Dans ce rôle de mère glaciale, rigide et tourmentée, la blondeur et la pâleur de l’actrice la haussent au rang des meilleurs héroïnes hitchcockienne, période à laquelle l’histoire se déroule, et le fantôme troublant d’une Grace Kelly ou d’une Kim Novak semble parfois se superposer à son image. Madone déchue, condamnée à vivre dans le noir, dans un film où la lumière divine brûle les dévots au lieu de les guider vers le salut, Nicole Kidman confirme avec Les Autres sa prodigieuse capacité à endosser des rôles complexes qui font voler en éclat les standards de la féminité, de la maternité et de la conjugalité, dans la lignée de ses performances chez Gus Van Sant (Prête à tout) ou chez Kubrick (Eyes Wide Shut) et en amont de ses rôles plus sombres encore chez Lars Von Trier (Dogville) ou Yorgos Lanthimos (Mise à mort du cerf sacré). Dans le clair obscur métaphysique d’Amenábar, Kidman vacille, trébuche et regarde le monde qu’elle connaît être retourné comme un gant et dévoiler ses coutures irrégulières et imprévues.

Loin de se résumer au thriller ou à l’horreur, Les Autres parle de folie ; en cela, Amenábar atteste de son excellente compréhension des ressorts psychologiques de l’épouvante. Celui qui expliquera qu’il trouve l’horreur invisible bien plus puissante que n’importe quelle démonstration visuelle peuple son film de rumeurs et de névroses : c’est l’histoire de deux enfants qui devaient vivre dans le noir -à moins que ce ne soit celle de la femme qui refermait compulsivement les portes derrière elle. Les ressorts les plus importants du film -l’époux, les spectres, le soleil -ne sont (presque) jamais présents à l’écran ; leur menace fantomatique est bien plus puissante que leur présence réelle.

Les autres
En confinant la terreur à l’imaginaire, le réalisateur prouve qu’à l’instar des plus grands conteurs, il sait que les meilleures histoires de fantômes sont en fait celles qui n’en sont pas. Ainsi, les revenants les plus marquants à l’écran sont toujours des projections de l’enfer mental des personnages -on pense à l’iconique Bent-neck-lady de la série The Haunting of Hill House ou à la captivante Madeleine de Vertigo. Les fantômes des Autres font sans aucun doute partie de ce panthéon, non pas parce qu’ils traversent les murs et sont invisibles mais parce qu’ils sont bien plus réels que l’on ne voudrait le croire et parlent d’une monstruosité tout ce qu’il y a de plus terrestre.
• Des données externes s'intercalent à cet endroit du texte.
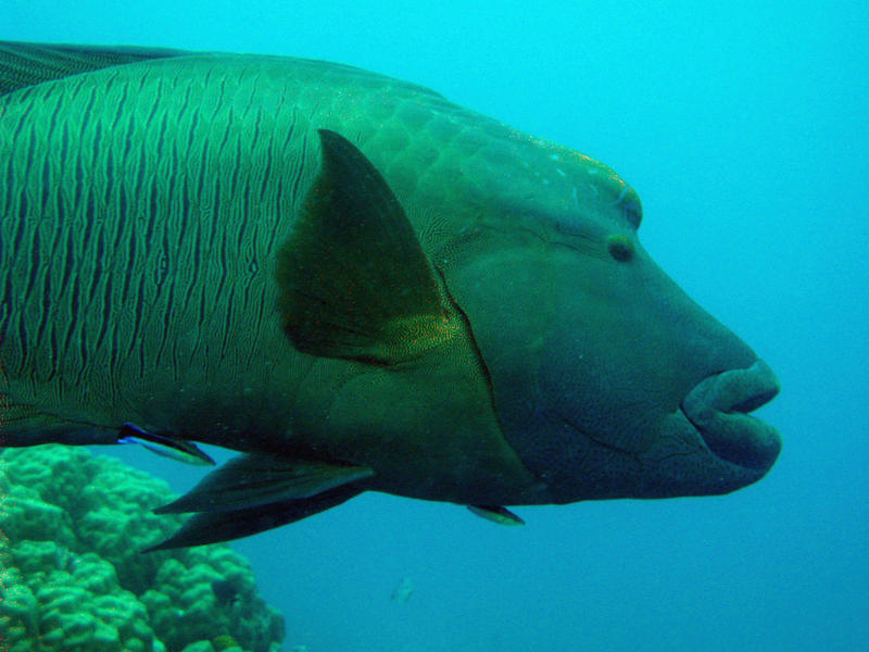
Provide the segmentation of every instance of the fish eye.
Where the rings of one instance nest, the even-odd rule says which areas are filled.
[[[633,258],[633,242],[626,236],[609,236],[606,239],[606,249],[619,263],[627,263]]]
La guerre, le deuil et le déni sont ainsi les véritables horreurs qu’abrite la grande demeure du film d’Amenábar (matérialisation de l’inconscient), dont Nicole Kidman détient les clés mais qu’elle tente de mettre à distance en gardant toutes les portes -physiques et mentales- hermétiquement closes ; une horreur toute psychologique, condamnée à errer dans nos esprits fragiles comme les personnages du film dans la brume qui les entoure. En cela, Les autres continue de vivre en nous bien après son dénouement, s’effaçant et perdant ses contours pour se faire l’écho des histoires de fantômes et des contes universels sur le chagrin, la mémoire et la réminiscence. Les films de fantômes sont toujours les plus tristes.